Ruthenium oxide–hematite magnetic ceramic nanostructures

xRuO2–(1−x)α-Fe2O3 (x=0.1, 0.3, 0.5 and 0.7) nanoparticle systems were successfully synthesized by mechanochemical activation of RuO2 and α-Fe2O3 mixtures for 0–12 h of ball milling. Mössbauer spectroscopy, X-ray diffraction (XRD), magnetic measurements, simultaneous differential scanning calorimetry (DSC) and thermal gravimetric analysis (TGA) were employed to investigate the phase evolution of xRuO2–(1−x)α-Fe2O3 nanoparticle systems under the mechanochemical activation process. The Mössbauer studies showed that the spectrum of the mechanochemically activated composites evolved from a sextet for α-Fe2O3 (hematite) to four sextets and a doublet upon duration of the milling process with ruthenium oxide. Rietveld refinement of the XRD patterns yielded the values of lattice parameters as function of composition and milling times. The presence of Ru-substituted hematite and Fe-doped ruthenium oxide was evidenced and correlated with differences between ionic radii of Fe3+ and Ru4+. Magnetic measurements recorded at 5 and 300 K in applied magnetic fields of 50,000 and 100,000 Oe showed that the estimated saturation magnetization of the milled samples increased with ball milling time while preserving a multidomain magnetic structure.
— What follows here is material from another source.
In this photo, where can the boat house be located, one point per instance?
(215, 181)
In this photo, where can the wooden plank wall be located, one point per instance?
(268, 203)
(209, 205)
The Morin transformation was evidenced by zero-field cooling–field cooling (ZFC–FC) measurements in 200 Oe and 1 T, for samples milled for 0 and 8 h of mechanochemical activation. These results correlate well with the DSC–TGA measurements, which support the formation of mixed-oxide solid solutions in the system under investigation.